The FBI hated what Apple and Google did and the Director said so publicly. Now the authorities are fighting back and are hoping to circumvent problems by getting mere magistrates to sign off on allowing access to an individual's private data by recourse to ancient legislation.

Commenting on events, Jennifer Granick, director of civil liberties at the centre of Internet and Society at California's Stanford University said, “It’s part of what I think is going to be the next biggest fight that we see on surveillance as everyone starts to implement encryption. Does the “technical assistance” provision ordered by the court mean you have to do something to your product to make it surveillance friendly?”

Elsewhere, Brian Hauss, a lawyer for the American Civil Liberties Union, said, “If the government were to start coercing internet service providers to fundamentally undermine their services, on pain of obstruction of justice charges, I think a lot of companies would respond by either shutting down or designing services that are effectively impossible to wiretap in any way. That would be a tremendous waste of resources, and it would effectively prevent law enforcement from getting even the properly targeted information it needs to build a case. That’s why it’s so important for the government to show restraint when coercing service providers to assist in its investigations."

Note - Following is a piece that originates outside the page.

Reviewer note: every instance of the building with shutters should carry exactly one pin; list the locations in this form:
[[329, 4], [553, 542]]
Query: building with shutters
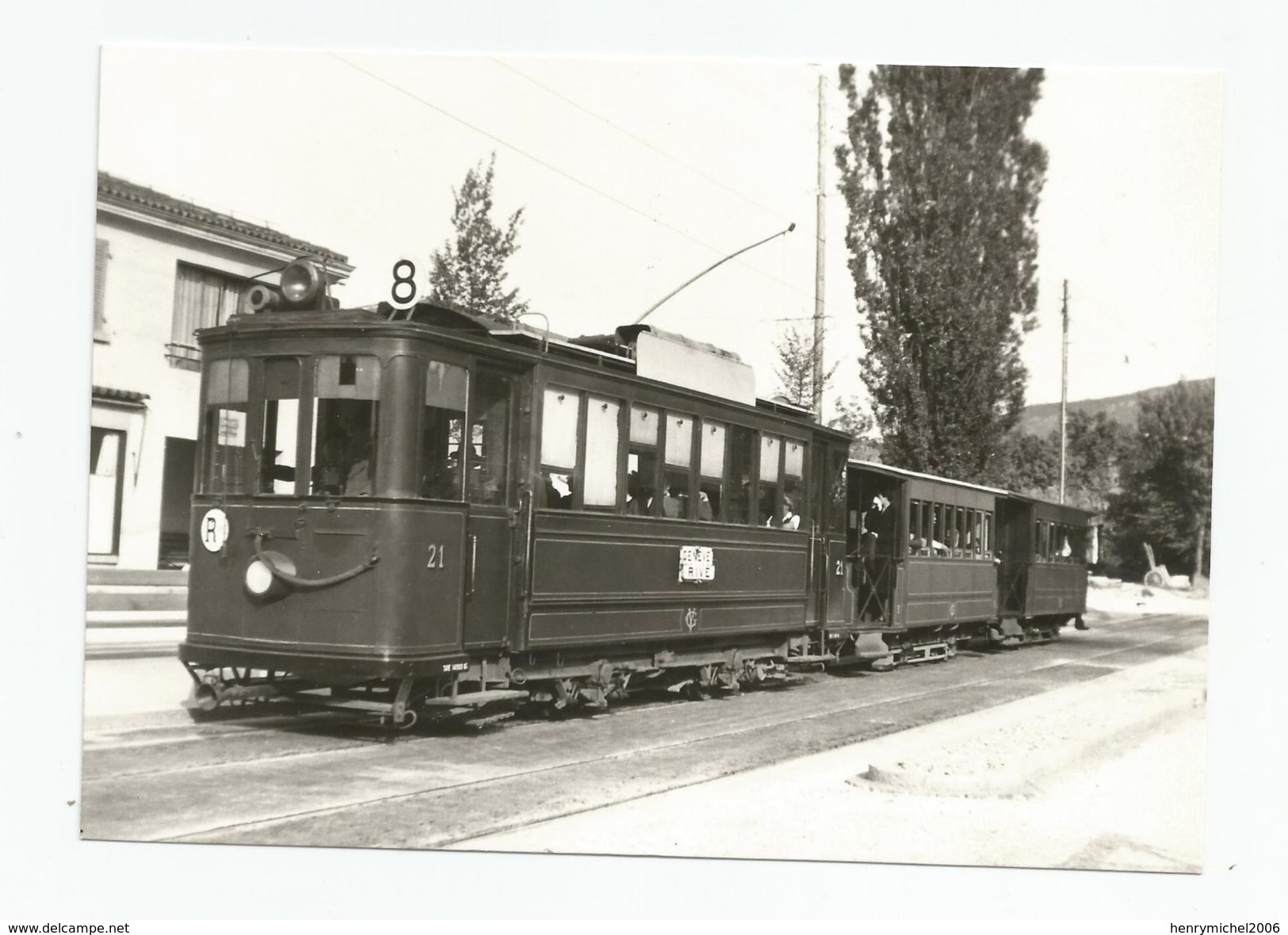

But there may yet be some sort of a sliver lining. The All Writs Act is so very old that it could, and no doubt will, be argued that even if the likes of Apple and Google were prepared to open up access to the authorities, they still wouldn't be able to provide the powers-that-be with the data they want. Today both iOS and Android encrypt data only in a way the owner of can decrypt. Apple and Google say they have any keys to allow untrammelled access to consumer data as far as their. However, once a punter loads info up to the cloud, anything goes and the feds will be to rootle through ether to their hearts' content.

When George Washington died on December 14, 1799. His last words were "'Tis well". T'aint now.